Picking Whinberries in Church Stretton


Picking Whinberries for jam or a tart

There are lots of local names for Bilberries and Whinberry or Winberry is used in Shropshire: it is a smaller wild version of the cultivated Bilberries we buy in supermarkets. It grows on high moorland, often among heather and is a low shrub with bright green oval leaves and pink or greenish - pink flowers. The edible fruits appear in July and August and can be distinguished from other berries by their purplish - blue bloom which rubs off as you pick them.

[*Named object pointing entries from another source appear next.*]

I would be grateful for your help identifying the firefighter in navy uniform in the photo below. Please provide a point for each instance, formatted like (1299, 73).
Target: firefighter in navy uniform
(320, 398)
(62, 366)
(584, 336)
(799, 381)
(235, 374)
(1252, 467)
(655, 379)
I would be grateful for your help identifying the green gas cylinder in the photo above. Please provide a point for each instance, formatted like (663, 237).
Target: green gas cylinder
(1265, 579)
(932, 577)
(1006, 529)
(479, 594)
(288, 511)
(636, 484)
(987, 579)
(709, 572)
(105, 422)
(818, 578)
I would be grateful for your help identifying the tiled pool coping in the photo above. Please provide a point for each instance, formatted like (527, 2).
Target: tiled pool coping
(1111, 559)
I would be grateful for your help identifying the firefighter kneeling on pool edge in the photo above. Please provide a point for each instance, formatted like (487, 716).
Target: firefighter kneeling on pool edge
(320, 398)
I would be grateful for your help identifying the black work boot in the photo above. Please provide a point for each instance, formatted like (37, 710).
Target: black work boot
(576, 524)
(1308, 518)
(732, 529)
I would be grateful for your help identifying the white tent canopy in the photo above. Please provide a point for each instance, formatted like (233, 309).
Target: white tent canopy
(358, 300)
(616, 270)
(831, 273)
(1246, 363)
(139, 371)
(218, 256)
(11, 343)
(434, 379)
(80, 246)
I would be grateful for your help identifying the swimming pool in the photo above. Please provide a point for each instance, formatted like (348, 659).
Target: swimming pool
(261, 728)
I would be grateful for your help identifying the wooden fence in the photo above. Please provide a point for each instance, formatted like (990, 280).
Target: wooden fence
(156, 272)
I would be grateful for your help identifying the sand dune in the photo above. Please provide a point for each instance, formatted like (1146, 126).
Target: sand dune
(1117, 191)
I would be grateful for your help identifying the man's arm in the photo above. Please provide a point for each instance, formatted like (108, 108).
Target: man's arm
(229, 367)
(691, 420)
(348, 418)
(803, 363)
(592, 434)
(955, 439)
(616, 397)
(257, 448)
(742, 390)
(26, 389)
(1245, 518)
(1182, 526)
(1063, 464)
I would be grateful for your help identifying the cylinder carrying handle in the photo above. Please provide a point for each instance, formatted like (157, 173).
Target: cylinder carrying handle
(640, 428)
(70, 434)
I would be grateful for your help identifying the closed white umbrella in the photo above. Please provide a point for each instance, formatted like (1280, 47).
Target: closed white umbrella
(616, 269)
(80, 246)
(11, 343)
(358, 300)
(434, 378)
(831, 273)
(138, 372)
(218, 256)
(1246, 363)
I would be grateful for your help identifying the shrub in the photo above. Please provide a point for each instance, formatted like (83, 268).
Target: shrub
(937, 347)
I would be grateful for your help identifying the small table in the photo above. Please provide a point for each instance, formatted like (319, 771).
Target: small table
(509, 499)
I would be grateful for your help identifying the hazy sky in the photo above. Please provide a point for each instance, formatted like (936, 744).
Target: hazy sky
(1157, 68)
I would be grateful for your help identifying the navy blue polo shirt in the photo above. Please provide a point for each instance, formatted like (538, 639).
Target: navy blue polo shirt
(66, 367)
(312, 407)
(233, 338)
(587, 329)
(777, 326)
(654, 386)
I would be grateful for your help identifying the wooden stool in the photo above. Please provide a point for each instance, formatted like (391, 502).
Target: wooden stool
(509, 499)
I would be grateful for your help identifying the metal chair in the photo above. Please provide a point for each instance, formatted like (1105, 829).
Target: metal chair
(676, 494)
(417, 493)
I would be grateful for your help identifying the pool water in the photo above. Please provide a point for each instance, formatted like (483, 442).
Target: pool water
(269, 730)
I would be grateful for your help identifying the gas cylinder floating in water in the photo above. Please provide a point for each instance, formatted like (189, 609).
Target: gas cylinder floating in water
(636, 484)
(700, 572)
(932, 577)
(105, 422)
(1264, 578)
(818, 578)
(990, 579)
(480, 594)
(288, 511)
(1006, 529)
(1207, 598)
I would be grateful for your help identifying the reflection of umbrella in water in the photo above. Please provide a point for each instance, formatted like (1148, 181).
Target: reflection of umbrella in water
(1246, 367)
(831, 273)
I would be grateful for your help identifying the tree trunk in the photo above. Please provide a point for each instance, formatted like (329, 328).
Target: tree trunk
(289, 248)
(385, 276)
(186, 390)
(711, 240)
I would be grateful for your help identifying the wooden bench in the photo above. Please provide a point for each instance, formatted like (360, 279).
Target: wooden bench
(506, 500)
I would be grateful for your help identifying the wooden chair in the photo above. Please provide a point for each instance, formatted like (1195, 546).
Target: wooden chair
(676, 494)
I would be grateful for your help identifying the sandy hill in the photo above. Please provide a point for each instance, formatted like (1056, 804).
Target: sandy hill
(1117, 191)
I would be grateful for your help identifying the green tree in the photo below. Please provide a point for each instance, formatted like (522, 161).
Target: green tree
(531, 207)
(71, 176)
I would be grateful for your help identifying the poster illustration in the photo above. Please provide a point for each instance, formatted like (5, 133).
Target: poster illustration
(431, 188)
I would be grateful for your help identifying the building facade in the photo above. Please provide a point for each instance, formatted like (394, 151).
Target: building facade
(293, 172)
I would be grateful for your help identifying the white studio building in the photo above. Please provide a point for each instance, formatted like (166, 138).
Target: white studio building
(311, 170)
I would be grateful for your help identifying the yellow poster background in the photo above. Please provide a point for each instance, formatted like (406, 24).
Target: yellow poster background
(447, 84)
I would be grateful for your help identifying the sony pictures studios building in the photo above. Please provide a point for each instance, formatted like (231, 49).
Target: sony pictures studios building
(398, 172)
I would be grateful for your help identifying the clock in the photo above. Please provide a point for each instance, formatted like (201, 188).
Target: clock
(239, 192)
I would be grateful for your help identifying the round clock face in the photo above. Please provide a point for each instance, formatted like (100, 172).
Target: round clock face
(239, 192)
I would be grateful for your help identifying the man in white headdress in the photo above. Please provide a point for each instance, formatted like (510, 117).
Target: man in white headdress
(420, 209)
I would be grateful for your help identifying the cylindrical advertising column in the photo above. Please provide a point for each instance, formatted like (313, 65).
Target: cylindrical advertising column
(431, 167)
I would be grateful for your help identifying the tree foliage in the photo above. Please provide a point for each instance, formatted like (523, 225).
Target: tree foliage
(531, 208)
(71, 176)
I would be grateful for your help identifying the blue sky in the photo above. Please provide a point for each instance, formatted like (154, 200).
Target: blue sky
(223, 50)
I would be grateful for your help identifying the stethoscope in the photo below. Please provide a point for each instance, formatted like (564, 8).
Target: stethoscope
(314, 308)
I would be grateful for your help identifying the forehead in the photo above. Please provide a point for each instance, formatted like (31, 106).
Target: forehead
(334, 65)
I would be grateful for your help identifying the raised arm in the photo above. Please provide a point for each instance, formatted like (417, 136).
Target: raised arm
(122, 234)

Carry plastic boxes - ice cream boxes are useful - in your bag or rucksack and set the whole family to work on picking. When you get home, wash the berries in cold water and pick out any leaves and twigs. If you do not want to cook them straight away return the berries to the plastic box and freeze them.

Where to Find Whinberries

With fewer sheep now grazing on the Long Mynd you can find whinberries almost anywhere on the high moor but you are more likely to get a good picking where sheep are fenced out. Try these two places:

Handless Plantation

Park on the roadside near the Gliding club and walk south on the signposted Port Way. The public right of way goes in front of the clubhouse but if the gliders are active use the permissive path that goes behind the clubhouse on the west side. After a mile go through a gate where a Forestry Commission conifer plantation appears on your left but along this exposed ridge the trees grown poorly and there is space and light for whinberries to flourish. On a clear day the view west into Wales from here is to die for.


This nature reserve is fenced and whinberries grow well. If it is a poor berry season just enjoy the spectacular walk among the quartzite tors and the all-day pub at Snailbeach or the pub at Bridges.

Sheep Gardens

Sheep love to nibble the young shoots of whinberry and in places where it grows well, with little competition from heather, they graze it to form distinctive low oval mounds. You can see them by the side of the path near the middle top of Ragleth Hill and alongside the path that climbs the Long Mynd steeply behind the Long Mynd Hotel. The gardens are near the saddle between Ashlet and Yearlet hills where the gradient of the path eases and you look down into Townbrook Valley.


Whinberries make excellent jam or tarts and can be used as one of the fruits in Summer Pudding. Here is a Scots recipe for a dessert that is easy to make.


· 3 to 4 oz oatmeal

· 4 to 6 oz of fruit (whinberries, known as blaebrrries in Scotland , or raspberries or blackberries)

· Half pint double cream

· 1 oz castor sugar

· 1 tablespoon whisky or rum.

Toast the oatmeal in a fry pan gently until lightly browned. Half whip the cream and add the sugar and whisky or rum. Fold in the oatmeal and most of the fruit. Put into 4 tall glasses and decorate with the remaining fruit. Yummy.